Use the altered recomendations file in the :doc:`CreateSchemaStructure </SchemaRefinery/Modules/CreateSchemaStructureOutputDescription>` module folder, as that one has a selection of the loci to be dropped or added.

Optional modules to further refine or create a schema:
------------------------------------------------------

- Follow the :doc:`MatchSchemas tutorial </SchemaRefinery/Tutorials/MatchSchemasTutorial>` to find loci matches between two schemas.

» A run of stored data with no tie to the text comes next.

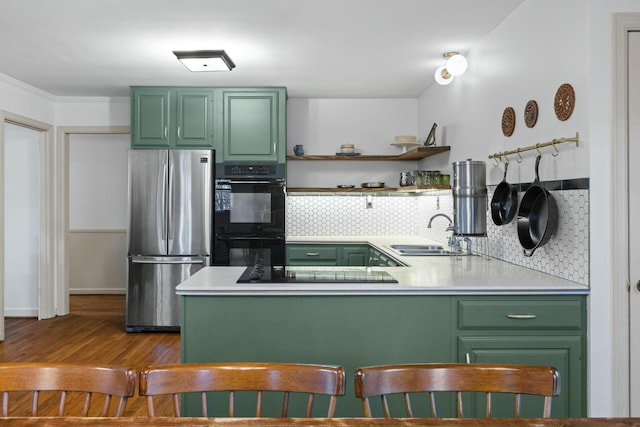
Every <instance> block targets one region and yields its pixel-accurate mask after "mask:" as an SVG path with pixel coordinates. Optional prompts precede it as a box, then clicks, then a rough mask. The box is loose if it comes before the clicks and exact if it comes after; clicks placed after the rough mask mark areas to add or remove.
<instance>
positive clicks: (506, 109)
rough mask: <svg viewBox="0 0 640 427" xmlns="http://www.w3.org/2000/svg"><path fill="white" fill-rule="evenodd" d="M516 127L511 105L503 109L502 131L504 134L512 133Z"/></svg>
mask: <svg viewBox="0 0 640 427" xmlns="http://www.w3.org/2000/svg"><path fill="white" fill-rule="evenodd" d="M515 128H516V112H515V111H514V110H513V108H511V107H507V108H505V109H504V113H502V133H503V134H504V136H511V135H513V130H514V129H515Z"/></svg>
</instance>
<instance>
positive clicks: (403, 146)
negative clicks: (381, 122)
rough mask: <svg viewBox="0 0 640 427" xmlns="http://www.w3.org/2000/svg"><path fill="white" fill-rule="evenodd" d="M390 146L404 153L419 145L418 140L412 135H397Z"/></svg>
mask: <svg viewBox="0 0 640 427" xmlns="http://www.w3.org/2000/svg"><path fill="white" fill-rule="evenodd" d="M391 145H395V146H396V147H400V148H402V152H403V153H406V152H407V148H408V147H416V146H418V145H420V142H418V138H417V137H415V136H413V135H398V136H396V137H395V138H394V140H393V142H392V143H391Z"/></svg>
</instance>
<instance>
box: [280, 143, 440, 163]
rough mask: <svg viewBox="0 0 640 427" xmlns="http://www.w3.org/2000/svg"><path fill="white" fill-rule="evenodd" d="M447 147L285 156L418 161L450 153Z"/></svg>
mask: <svg viewBox="0 0 640 427" xmlns="http://www.w3.org/2000/svg"><path fill="white" fill-rule="evenodd" d="M450 150H451V147H449V146H439V147H418V148H414V149H413V150H409V151H407V152H406V153H402V154H398V155H397V156H392V155H360V156H336V155H313V154H310V155H304V156H293V155H289V156H287V160H348V161H357V160H360V161H363V160H420V159H424V158H425V157H429V156H434V155H436V154H440V153H444V152H447V151H450Z"/></svg>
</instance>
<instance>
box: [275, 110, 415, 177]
mask: <svg viewBox="0 0 640 427" xmlns="http://www.w3.org/2000/svg"><path fill="white" fill-rule="evenodd" d="M287 116H288V117H287V144H288V147H287V154H293V146H294V145H297V144H302V145H303V146H304V152H305V154H324V155H331V154H335V153H337V152H339V151H340V145H342V144H354V145H355V146H356V151H358V152H360V153H362V154H388V155H396V154H400V152H401V150H400V149H399V148H398V147H395V146H392V145H391V143H392V142H393V140H394V137H395V136H396V135H417V136H420V138H422V139H426V134H425V135H418V134H417V131H418V118H417V100H416V99H306V98H291V99H289V101H288V103H287ZM416 165H417V162H415V161H408V162H377V161H376V162H348V163H345V162H327V161H306V160H305V161H289V162H287V185H288V186H290V187H335V186H336V185H339V184H353V185H360V184H361V183H363V182H371V181H382V182H384V183H385V184H386V185H387V186H388V187H397V186H398V180H399V172H401V171H405V170H413V169H415V168H416Z"/></svg>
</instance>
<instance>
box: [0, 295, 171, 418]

- Follow the :doc:`SchemaAnnotation tutorial </SchemaRefinery/Tutorials/SchemaAnnotationTutorial>` to annotate schema loci based on information retrieved from various databases.

- Follow the :doc:`IdentifyParalogousLoci tutorial </SchemaRefinery/Tutorials/IdentifyParalogousLociTutorial>` to identify paralogous loci in a schema.

.. Note::
	The assemblies available in the NCBI databases may change, so the results may vary.

Conclusion
----------

You have successfully completed a possible workflow of Schema Refinery, from schema creation to schema refinement.